L’ Algérie a dépêché Djamel Ould Abbas ministre de la Solidarité
nationale, de la Famille et de la Communauté nationale à
l’étranger, pour représenter le pays au forum économique de
Crans Montana. Traditionnel plate forme de communication entre
les décideurs politiques et les opérateurs économiques, ledit
forum traite cette année du projet de l’Union pour la
Méditerranée (UPM). Les participants ont planché lors de cette
édition sur les projets structurants de l’UPM.
L’Algérie, qui a montré une petite frilosité par rapport au
projet cher au président Français, a abordé la thématique des «
perspectives et opportunités pour les Etats de la région ».

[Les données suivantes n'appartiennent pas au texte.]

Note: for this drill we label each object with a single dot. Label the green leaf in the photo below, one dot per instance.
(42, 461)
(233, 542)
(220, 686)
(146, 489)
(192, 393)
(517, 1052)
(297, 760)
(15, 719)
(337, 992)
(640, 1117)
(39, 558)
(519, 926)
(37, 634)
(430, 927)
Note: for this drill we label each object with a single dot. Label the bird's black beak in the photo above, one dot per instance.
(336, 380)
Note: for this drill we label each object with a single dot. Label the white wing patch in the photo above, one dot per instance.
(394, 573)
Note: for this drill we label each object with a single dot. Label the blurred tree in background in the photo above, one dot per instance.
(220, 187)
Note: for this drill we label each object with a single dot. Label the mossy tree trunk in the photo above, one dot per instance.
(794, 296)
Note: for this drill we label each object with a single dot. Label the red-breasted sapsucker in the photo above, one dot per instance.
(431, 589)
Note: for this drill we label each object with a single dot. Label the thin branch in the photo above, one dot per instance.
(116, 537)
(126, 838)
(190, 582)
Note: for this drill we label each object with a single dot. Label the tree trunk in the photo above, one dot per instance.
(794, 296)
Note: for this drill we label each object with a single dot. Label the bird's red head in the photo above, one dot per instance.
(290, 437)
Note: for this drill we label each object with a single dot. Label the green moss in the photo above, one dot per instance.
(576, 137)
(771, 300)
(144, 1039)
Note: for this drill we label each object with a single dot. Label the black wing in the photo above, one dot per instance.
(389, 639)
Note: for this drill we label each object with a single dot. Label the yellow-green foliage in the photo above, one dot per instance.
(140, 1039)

M.Ould Abbas a, à ce propos mis en avant la nécessité pour l’UPM
de « favoriser la réalisation de projets structurants, dont la
finalité dépasse les clivages de la commercialité pour
s’inscrire durablement dans les sillons de la production et de
l’intégration sociale et professionnelle». Cette volonté très
algérienne de donner à cette Union une profondeur réelle et non
pas un simple faire valoir pour certaines puissances
occidentales membres de l’organisation, transparaît clairement à
travers un discours sans nuances. « Il s’agit pour nous,
également, de plaider la cause de la réciprocité et de la
mutualité qui protègent le partenariat et oeuvrent à son
développement de telle façon à préserver l’autorité, puis le
devenir de ceux qui en tirent profit, et réduire progressivement
le fossé à l’origine des inégalités sociales», a souligné le
ministre de la Solidarité nationale, marquant de fait la ligne
rouge que les Etats doivent respecter aux fins d’éviter une
quelconque attitude hégémonique, de quelque origine qu’elle
puisse être, au sein de l’UPM.
L’Algérie justifie sa position en la qualifiant « détermination
pragmatique », et estime que cette approche «devra sonner comme
une réponse à ces questions soulevées par l’émigration
clandestine, que les jeunes de tous les pays semblent épouser en
masse, pour croire en une réalité pourtant plus amère que celle
imposée par les difficultés économiques ressenties in situ». Et
M.Ould Abbas de soutenir ouvertement et clairement la position
d’Alger sur l’UPM. Position qui pose comme finalité « la
circulation des hommes et des biens » dans l’espace
méditerranéen. Plus que l’aspcet strictement économique, voir
revendicatif, le ministre de la Solidarité a insisté sur le fait
que l’UPM est censé véhiculé dans son sillage « le principe de
circulation des idées dans le cadre d’un programme harmonieux de
coopération et de respect des engagements solennellement pris en
faveur des Droits de l’Homme». Partant, le ministre algérien a
soutenu que « c’est précisément autour de ce leitmotiv, que
devra se décliner un nouvel ordre social régional, pour exprimer
notre indéfectible besoin, à cette réorganisation, d’un espace
riche en hommes et fertile en propositions ainsi qu’à son
exploitation judicieuse ».
L’intervention du M. Ould Abbas, diversement apprécié selon
l’usage que veulent faire les uns et les autres de l’UPM, place
la barre assez haut et pose comme préalable à tout débat la
question de savoir ce qu’on va faire de cette nouvelle
organisation. Pour l’Algérie en tout cas, il n’est possible de
parler sérieusement d’une une UPM que lorsque les trois
continents censés tirer profit de cette initiative oeuvrent dans
le sens d’un « rapprochement de idéaux et dans la
complémentarité des actions à imaginer au profit de leur
ressource humaine pour que ce plan d’eau soit ouvert
progressivement sur le monde de la solidarité et de l’entraide
intercontinentale ». Tout un programme.